Since we have made our purchases over the last couple of weeks, I am finding it more comfortable to get out there and run.  Is it easier?  Frankly, no.  But, I feel like  a runner now.  I look like a runner, too.  For me, this did something with my mindset.  It’s as if it’s been an uplifting experience and I feel more prepared to get out there and put in longer distances.

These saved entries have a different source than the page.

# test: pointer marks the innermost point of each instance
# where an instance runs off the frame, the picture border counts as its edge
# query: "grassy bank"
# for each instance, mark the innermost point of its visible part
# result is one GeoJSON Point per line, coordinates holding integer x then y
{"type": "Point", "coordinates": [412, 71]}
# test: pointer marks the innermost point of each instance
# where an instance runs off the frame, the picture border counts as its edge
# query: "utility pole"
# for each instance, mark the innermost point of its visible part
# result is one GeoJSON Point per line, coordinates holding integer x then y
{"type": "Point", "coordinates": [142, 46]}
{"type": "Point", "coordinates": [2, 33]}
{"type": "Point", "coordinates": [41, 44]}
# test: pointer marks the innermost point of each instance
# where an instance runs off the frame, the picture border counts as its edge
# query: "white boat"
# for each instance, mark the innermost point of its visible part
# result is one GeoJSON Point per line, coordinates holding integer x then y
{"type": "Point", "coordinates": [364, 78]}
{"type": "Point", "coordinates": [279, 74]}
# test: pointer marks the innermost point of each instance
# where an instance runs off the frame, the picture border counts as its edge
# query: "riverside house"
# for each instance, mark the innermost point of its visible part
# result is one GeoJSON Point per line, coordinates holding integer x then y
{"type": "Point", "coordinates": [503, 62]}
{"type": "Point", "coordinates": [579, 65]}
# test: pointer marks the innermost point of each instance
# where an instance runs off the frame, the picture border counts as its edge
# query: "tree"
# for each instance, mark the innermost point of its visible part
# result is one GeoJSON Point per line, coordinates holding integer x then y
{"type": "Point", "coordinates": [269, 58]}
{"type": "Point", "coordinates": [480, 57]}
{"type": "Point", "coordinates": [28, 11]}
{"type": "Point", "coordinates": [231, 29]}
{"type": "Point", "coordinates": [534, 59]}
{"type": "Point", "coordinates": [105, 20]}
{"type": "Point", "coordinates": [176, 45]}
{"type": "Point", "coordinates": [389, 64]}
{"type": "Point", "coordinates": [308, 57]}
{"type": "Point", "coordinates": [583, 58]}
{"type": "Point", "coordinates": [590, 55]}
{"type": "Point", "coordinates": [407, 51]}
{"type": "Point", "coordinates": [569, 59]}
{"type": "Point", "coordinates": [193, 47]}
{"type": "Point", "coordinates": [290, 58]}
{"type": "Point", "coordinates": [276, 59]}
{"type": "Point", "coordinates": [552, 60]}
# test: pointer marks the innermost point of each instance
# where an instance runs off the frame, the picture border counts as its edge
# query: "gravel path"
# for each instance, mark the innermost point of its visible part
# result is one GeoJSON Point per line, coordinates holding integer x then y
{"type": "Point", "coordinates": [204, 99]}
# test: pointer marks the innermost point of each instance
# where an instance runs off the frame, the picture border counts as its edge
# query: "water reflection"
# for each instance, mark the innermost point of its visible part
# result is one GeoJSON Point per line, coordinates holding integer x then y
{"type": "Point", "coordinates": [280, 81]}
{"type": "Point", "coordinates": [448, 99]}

I guess my overall point to you is this: when you decide you want to do something, do it, however you can.  But, and this is a big but…do your research, talk to people who are doing what you want to do, find out what it takes to be successful.  Then, do what you need to do to be successful.  Would I have kept running if I hadn’t made the decision to invest what I did?  Maybe.  Probably.  But maybe not, too.  It would have become easier to come up with excuses to not do it.  There were days I made the choice to not run because my feet were tired and my body was tired.  Some days I needed the rest; other days I did not, I just didn’t feel like going.  Now, I find myself looking forward to the next run, how far I will go, whether short or long, where I will set my pace or if I will base my pace on heart rate, where I will run, etc.  I look for ways to get out there and do, not excuses to stay in and lounge.  I take my rest days, when necessary, but I look forward to getting back out there after those rest days.  Find what works for you and DO IT.  I can’t stress this enough.  DO IT!  You can, you know deep down you can.  How bad do you want it?